For employees, retirees, and individuals shopping for health insurance plans independently, this is not likely to be the most exciting time of the year. It’s open enrollment season, bringing with it a wave of change and, often, confusion.

For those receiving employer-provided benefits, open enrollment typically kicks off between October and November. Medicare enrollees, on the other hand, have a window between October 15 and December 7, while those seeking a Marketplace health plan for the following year can sign up from November 1 through January 15.

Navigating the myriad of options can be overwhelming. How do you select the right health-care plan? Is the cheapest option the best? Should you purchase life insurance through your employer or individually? And what exactly is a flexible spending account?

Regardless of the source of your coverage – whether it’s through a private employer, self-purchased, or Medicare – open enrollment is your opportunity to ensure you’ve optimized your coverage. A big mistake people often make is sticking with their current plan because it’s familiar, or they just don’t like change. By doing so, they might be leaving money on the table and missing out on valuable benefits.

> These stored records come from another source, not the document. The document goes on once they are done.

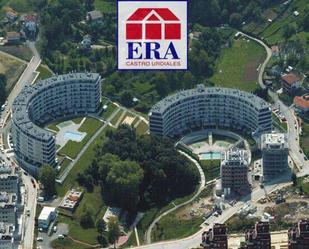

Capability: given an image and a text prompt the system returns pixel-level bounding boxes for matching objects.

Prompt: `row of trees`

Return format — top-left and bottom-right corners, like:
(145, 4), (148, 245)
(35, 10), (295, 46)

(77, 126), (199, 212)
(189, 0), (281, 27)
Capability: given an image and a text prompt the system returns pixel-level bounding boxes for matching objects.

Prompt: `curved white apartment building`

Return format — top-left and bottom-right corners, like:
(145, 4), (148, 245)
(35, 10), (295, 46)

(149, 85), (272, 137)
(12, 73), (101, 174)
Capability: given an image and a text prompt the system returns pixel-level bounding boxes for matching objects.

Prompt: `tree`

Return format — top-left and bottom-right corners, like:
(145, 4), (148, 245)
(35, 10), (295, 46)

(291, 172), (297, 187)
(120, 91), (133, 107)
(39, 165), (56, 197)
(283, 24), (296, 39)
(97, 219), (106, 234)
(107, 216), (121, 248)
(230, 13), (242, 27)
(103, 160), (144, 212)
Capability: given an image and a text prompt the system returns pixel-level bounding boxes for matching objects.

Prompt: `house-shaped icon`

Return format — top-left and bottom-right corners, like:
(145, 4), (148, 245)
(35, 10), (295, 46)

(126, 8), (181, 40)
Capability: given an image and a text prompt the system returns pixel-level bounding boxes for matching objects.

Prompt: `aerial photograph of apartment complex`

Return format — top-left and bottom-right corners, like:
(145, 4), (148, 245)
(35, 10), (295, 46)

(0, 0), (309, 249)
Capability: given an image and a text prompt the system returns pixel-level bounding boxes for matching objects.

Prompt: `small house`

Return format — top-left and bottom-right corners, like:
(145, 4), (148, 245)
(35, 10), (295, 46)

(6, 31), (21, 44)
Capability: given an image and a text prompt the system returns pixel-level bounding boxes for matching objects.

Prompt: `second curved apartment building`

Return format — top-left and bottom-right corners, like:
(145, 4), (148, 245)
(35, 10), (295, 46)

(12, 73), (101, 173)
(149, 85), (272, 137)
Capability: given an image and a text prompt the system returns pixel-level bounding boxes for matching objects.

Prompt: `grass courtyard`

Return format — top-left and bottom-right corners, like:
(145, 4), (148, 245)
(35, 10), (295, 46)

(59, 118), (103, 158)
(200, 159), (221, 182)
(210, 39), (266, 92)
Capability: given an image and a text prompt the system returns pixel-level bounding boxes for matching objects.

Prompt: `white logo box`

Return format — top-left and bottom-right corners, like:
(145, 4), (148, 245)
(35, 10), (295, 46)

(118, 0), (188, 70)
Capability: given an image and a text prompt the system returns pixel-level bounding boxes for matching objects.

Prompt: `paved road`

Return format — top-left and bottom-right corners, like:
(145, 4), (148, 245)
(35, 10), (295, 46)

(145, 150), (206, 244)
(0, 42), (41, 249)
(238, 31), (272, 89)
(21, 171), (37, 249)
(133, 179), (290, 249)
(240, 32), (309, 177)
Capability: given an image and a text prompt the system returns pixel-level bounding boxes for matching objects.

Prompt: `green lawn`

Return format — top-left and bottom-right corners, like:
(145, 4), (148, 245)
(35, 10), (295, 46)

(151, 210), (204, 242)
(111, 110), (124, 125)
(210, 39), (266, 92)
(0, 45), (33, 61)
(58, 186), (107, 245)
(101, 101), (117, 120)
(260, 0), (309, 44)
(59, 118), (102, 158)
(47, 117), (84, 132)
(57, 127), (113, 196)
(52, 238), (93, 249)
(200, 160), (221, 182)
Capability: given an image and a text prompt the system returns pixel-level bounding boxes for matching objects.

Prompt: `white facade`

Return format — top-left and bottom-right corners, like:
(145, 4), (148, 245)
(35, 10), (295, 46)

(0, 192), (17, 225)
(0, 222), (14, 249)
(38, 207), (56, 229)
(0, 166), (19, 194)
(261, 132), (289, 180)
(149, 85), (272, 136)
(12, 73), (101, 174)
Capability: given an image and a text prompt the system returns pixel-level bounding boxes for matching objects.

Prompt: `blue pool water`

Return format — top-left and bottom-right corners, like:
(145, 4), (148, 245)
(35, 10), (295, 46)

(64, 131), (84, 142)
(199, 152), (221, 160)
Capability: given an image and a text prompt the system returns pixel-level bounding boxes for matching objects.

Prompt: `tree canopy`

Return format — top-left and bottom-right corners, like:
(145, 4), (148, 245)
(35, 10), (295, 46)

(82, 125), (199, 211)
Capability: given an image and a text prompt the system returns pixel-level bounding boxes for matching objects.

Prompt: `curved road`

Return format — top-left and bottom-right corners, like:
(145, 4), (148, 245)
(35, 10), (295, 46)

(145, 150), (207, 244)
(134, 32), (309, 249)
(0, 42), (41, 249)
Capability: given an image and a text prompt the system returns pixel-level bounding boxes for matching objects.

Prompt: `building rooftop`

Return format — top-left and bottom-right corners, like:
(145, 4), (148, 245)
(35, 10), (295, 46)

(294, 95), (309, 109)
(281, 73), (300, 85)
(39, 207), (56, 220)
(261, 132), (288, 149)
(149, 85), (270, 115)
(0, 192), (17, 207)
(222, 149), (248, 165)
(12, 73), (100, 141)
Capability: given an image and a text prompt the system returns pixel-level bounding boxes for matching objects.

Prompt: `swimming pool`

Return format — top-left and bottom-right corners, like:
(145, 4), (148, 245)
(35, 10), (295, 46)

(199, 152), (221, 160)
(64, 131), (85, 142)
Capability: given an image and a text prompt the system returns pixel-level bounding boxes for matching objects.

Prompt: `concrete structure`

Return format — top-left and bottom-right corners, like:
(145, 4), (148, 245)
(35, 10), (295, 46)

(0, 165), (19, 194)
(294, 94), (309, 113)
(221, 149), (250, 194)
(0, 222), (15, 249)
(60, 189), (83, 211)
(0, 192), (17, 225)
(201, 224), (228, 249)
(149, 85), (272, 136)
(242, 221), (271, 249)
(38, 207), (56, 229)
(281, 73), (301, 93)
(288, 219), (309, 249)
(12, 73), (101, 174)
(261, 132), (289, 180)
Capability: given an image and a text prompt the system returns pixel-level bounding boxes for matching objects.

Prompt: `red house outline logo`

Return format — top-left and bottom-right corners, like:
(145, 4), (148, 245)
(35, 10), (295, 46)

(126, 8), (181, 40)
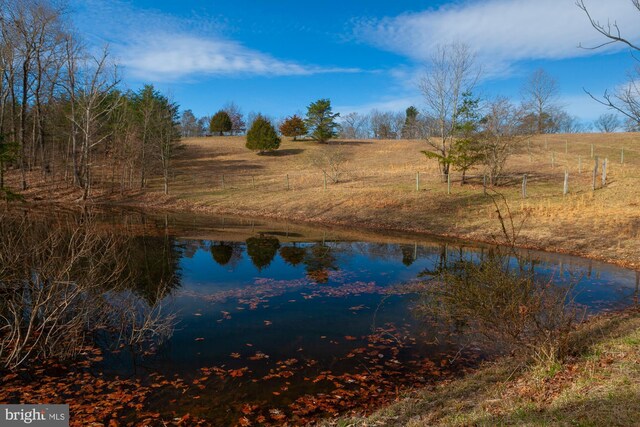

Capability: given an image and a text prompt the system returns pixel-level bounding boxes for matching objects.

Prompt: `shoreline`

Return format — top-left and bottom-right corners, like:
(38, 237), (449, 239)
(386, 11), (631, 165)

(12, 192), (640, 271)
(102, 197), (640, 271)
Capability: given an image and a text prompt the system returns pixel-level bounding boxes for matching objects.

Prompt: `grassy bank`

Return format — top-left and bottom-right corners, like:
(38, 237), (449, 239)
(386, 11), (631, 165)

(323, 310), (640, 427)
(9, 134), (640, 268)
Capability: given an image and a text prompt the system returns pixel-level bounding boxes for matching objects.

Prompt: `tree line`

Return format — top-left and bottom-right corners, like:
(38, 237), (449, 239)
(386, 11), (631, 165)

(0, 0), (181, 199)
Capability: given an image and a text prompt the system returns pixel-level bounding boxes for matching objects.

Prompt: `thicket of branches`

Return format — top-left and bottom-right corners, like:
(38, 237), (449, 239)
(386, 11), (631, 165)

(0, 215), (179, 370)
(0, 0), (180, 199)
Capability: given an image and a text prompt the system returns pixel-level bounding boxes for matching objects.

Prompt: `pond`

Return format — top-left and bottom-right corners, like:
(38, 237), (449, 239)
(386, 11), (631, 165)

(0, 210), (638, 425)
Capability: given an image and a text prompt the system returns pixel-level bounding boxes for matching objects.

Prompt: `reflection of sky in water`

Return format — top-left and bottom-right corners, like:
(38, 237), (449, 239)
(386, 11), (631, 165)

(180, 241), (637, 310)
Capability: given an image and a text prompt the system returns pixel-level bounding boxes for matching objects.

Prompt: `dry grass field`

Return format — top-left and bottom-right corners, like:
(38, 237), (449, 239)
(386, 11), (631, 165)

(139, 134), (640, 267)
(8, 133), (640, 268)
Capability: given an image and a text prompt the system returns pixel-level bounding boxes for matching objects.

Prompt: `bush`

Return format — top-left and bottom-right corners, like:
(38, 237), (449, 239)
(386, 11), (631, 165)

(246, 115), (280, 154)
(209, 110), (233, 136)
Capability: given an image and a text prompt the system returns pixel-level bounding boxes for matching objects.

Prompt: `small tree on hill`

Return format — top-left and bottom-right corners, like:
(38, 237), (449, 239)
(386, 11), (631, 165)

(305, 99), (340, 143)
(246, 115), (280, 154)
(280, 114), (307, 141)
(209, 110), (233, 136)
(402, 105), (419, 139)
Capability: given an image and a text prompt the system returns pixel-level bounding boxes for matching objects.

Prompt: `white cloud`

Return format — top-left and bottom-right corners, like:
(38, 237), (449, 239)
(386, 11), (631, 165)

(116, 32), (358, 80)
(354, 0), (640, 67)
(78, 0), (360, 82)
(334, 95), (423, 115)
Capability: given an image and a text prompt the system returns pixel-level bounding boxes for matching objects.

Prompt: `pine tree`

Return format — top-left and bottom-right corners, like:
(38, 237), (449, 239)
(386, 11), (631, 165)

(209, 110), (233, 136)
(246, 114), (280, 154)
(306, 99), (340, 143)
(280, 114), (308, 141)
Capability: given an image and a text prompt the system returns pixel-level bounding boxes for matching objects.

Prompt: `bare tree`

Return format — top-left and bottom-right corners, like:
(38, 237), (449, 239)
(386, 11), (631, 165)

(593, 113), (620, 133)
(576, 0), (640, 129)
(67, 49), (120, 200)
(482, 98), (527, 185)
(340, 112), (369, 139)
(522, 68), (558, 134)
(419, 43), (480, 180)
(222, 102), (247, 135)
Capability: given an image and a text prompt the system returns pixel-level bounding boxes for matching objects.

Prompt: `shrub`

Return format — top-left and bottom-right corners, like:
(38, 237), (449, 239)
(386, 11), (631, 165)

(246, 115), (280, 154)
(209, 110), (233, 136)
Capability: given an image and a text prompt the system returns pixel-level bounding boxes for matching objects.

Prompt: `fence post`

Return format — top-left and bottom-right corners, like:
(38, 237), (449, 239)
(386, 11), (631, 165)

(591, 156), (598, 191)
(578, 156), (582, 174)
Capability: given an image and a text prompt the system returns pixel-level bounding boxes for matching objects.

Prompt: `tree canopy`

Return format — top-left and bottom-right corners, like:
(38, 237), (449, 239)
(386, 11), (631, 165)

(305, 99), (340, 143)
(246, 115), (280, 153)
(280, 114), (307, 141)
(209, 110), (233, 136)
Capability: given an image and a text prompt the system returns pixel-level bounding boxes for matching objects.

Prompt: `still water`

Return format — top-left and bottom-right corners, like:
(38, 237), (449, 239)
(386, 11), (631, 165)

(2, 211), (638, 425)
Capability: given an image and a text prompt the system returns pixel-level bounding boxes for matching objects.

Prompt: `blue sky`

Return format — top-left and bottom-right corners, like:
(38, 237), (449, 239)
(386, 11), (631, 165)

(71, 0), (640, 121)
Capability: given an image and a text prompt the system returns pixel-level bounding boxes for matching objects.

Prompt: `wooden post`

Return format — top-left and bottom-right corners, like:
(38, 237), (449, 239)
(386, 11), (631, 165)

(578, 156), (582, 174)
(591, 156), (598, 191)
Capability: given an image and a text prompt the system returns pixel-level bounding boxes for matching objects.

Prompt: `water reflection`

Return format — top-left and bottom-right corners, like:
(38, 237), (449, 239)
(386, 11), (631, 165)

(246, 234), (280, 271)
(0, 206), (638, 425)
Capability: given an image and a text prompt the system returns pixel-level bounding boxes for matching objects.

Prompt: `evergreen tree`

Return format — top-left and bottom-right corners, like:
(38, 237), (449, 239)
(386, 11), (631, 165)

(209, 110), (233, 136)
(306, 99), (340, 143)
(246, 114), (280, 154)
(280, 114), (308, 141)
(402, 105), (419, 139)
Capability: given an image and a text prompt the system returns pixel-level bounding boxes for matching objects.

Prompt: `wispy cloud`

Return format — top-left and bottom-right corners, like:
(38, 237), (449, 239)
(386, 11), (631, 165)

(354, 0), (640, 68)
(334, 95), (423, 115)
(72, 0), (360, 81)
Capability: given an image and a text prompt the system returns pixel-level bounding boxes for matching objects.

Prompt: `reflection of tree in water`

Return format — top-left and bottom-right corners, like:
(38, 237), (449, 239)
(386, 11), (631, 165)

(418, 243), (449, 277)
(247, 234), (280, 271)
(400, 245), (416, 267)
(0, 214), (179, 369)
(304, 243), (338, 283)
(209, 242), (242, 267)
(126, 235), (182, 304)
(280, 243), (307, 267)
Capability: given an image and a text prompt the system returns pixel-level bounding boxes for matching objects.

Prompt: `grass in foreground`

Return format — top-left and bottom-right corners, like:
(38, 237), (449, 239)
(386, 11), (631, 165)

(324, 309), (640, 427)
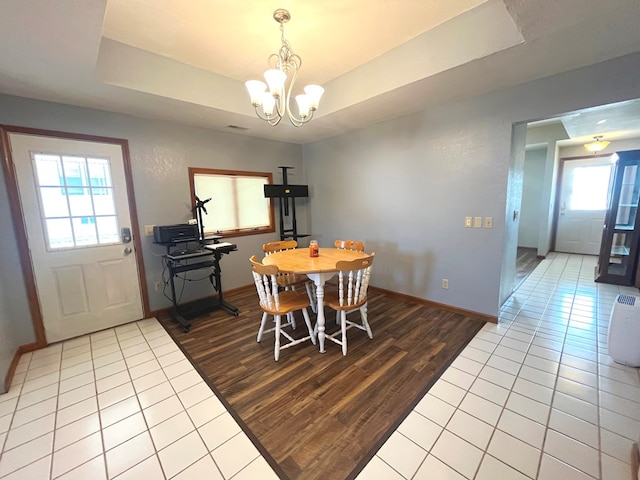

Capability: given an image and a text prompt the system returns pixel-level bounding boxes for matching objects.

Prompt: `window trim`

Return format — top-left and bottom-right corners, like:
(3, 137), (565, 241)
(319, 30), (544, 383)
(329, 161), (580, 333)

(189, 167), (276, 237)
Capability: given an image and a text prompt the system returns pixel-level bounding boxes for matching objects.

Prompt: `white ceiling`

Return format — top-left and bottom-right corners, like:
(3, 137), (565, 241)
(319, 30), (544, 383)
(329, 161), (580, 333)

(0, 0), (640, 143)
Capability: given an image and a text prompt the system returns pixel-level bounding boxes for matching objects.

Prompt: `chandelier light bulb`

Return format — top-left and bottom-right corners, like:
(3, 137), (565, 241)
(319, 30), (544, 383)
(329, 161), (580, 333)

(245, 8), (324, 127)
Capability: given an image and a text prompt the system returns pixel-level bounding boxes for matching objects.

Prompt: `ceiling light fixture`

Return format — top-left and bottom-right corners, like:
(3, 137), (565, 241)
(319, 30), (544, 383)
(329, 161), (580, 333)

(584, 135), (611, 153)
(245, 8), (324, 127)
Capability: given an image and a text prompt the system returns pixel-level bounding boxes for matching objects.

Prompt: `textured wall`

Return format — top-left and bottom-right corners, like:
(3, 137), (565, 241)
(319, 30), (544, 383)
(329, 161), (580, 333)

(0, 95), (308, 368)
(303, 55), (640, 315)
(518, 148), (547, 250)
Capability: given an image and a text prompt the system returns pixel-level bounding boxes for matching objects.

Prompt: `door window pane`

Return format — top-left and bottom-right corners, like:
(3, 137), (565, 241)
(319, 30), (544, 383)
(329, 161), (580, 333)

(569, 165), (611, 210)
(33, 153), (120, 250)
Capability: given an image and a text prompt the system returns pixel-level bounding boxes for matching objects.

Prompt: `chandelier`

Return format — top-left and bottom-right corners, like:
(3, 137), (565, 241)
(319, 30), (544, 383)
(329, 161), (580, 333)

(245, 8), (324, 127)
(584, 135), (611, 153)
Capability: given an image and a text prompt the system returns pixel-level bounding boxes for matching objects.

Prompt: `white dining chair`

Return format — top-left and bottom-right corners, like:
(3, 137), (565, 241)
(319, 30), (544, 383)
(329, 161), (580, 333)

(324, 253), (375, 355)
(262, 240), (317, 313)
(249, 255), (316, 361)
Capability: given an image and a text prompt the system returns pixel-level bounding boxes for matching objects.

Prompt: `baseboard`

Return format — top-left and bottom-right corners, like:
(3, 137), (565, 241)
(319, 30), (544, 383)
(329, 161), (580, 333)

(150, 283), (498, 323)
(4, 342), (40, 392)
(369, 285), (498, 323)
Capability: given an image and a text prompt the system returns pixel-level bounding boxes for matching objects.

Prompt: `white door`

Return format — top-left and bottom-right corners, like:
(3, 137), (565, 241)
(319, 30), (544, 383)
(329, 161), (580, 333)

(556, 158), (612, 255)
(9, 134), (143, 343)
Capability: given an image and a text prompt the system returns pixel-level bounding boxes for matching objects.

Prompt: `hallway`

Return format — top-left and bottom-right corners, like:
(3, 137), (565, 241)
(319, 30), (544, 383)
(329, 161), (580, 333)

(358, 253), (640, 480)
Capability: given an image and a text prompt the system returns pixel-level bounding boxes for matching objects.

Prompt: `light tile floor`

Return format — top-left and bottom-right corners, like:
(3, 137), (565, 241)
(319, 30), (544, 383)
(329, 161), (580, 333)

(0, 254), (640, 480)
(358, 254), (640, 480)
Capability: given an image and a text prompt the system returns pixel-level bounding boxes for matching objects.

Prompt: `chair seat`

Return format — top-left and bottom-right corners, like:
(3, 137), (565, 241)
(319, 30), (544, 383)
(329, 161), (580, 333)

(260, 290), (309, 315)
(324, 289), (367, 311)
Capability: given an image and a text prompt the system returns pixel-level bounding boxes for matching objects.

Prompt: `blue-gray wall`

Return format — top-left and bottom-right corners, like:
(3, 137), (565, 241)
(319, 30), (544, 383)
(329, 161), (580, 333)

(0, 95), (308, 383)
(0, 54), (640, 384)
(303, 54), (640, 315)
(518, 148), (548, 250)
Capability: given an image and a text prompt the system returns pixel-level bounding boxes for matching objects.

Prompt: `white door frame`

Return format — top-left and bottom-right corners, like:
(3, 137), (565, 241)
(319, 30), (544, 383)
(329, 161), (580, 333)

(0, 125), (150, 349)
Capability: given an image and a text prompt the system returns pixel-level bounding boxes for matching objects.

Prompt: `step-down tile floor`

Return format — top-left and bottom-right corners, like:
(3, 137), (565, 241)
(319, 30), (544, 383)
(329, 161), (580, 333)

(0, 254), (640, 480)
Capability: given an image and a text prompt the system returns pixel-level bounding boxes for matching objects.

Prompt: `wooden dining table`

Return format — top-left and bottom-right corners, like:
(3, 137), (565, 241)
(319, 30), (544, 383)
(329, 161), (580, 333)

(262, 248), (369, 353)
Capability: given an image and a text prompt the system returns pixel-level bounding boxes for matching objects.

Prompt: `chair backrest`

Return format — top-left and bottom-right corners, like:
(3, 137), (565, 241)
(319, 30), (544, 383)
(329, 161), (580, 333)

(333, 240), (364, 252)
(249, 255), (280, 310)
(262, 240), (298, 255)
(336, 253), (375, 306)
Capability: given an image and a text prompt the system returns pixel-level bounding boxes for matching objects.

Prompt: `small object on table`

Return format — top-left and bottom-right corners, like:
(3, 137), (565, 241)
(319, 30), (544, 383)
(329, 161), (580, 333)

(309, 240), (320, 257)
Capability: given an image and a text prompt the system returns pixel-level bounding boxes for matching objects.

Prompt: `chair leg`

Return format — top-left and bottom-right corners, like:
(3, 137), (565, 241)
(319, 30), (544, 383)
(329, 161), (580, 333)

(302, 308), (316, 345)
(273, 315), (280, 362)
(287, 312), (296, 330)
(360, 303), (373, 338)
(257, 312), (268, 343)
(340, 310), (347, 356)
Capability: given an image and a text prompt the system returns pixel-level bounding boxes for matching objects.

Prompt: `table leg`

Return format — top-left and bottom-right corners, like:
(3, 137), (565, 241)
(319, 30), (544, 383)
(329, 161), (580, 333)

(307, 273), (326, 353)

Here are some tips to make your open enrollment decisions more manageable:

  • Review Your Coverage: Don’t assume that what you elected last year is still the best option for you. Changes in co-pay amounts or deductibles may have occurred, and your medical providers might no longer be in your current plan’s network. Also, check your prescription drug plan to ensure your medications will still be covered.
  • Work with a  Broker: Most brokers have access to many different carriers and can provide a great overview of what’s available on the market. When speaking directly with an insurance provider, keep in mind that their opinions will reflect the values of the company they work for and not always what is in your best interest. There are also a great number of online tools to help in your search. Medicare’s website, for instance, makes it easier to shop for plans. At healthcare.gov, you can preview 2024 Marketplace health plans and get estimated prices. Using these tools is a great way to vet the broker you’re working with.
  • Take Advantage of Flexible Spending Accounts: Don’t forget to contribute to a flexible spending account (FSA), a dependent-care FSA, or a health savings account (HSA). These accounts can help you save on out-of-pocket health and dependent-care expenses.
  • Review Insurance Coverage: Compare rates on the open market, even if your employer offers life insurance. It’s often cheaper to purchase individual insurance, especially if you’re in good health. If you have pre-existing health issues, explore your employer’s options, but be aware of potential coverage loss if you leave your job.
  • Consider Disability Insurance: If your workplace offers disability insurance, it’s a wise choice as you’re more likely to become disabled than to pass away at a young age.
  • Update Beneficiary Information: Don’t overlook updating your beneficiary details, especially if you’ve experienced major life changes like marriage or divorce.
  • Avoid Procrastination: Get as much information as you can on available plans in your area. Don’t wait until the last day of open enrollment to make your choices. Start reviewing your options early, no matter what type of coverage you have.

If you’re 65 or older and have Medicare, be careful with where you submit your information online. By entering your information on different websites you open yourself up to be contacted by a number of people that aren’t all good actors.  Working with local agencies and brokers is the way to go.

Open enrollment can be a hassle, but failing to act could lead to unexpected costs.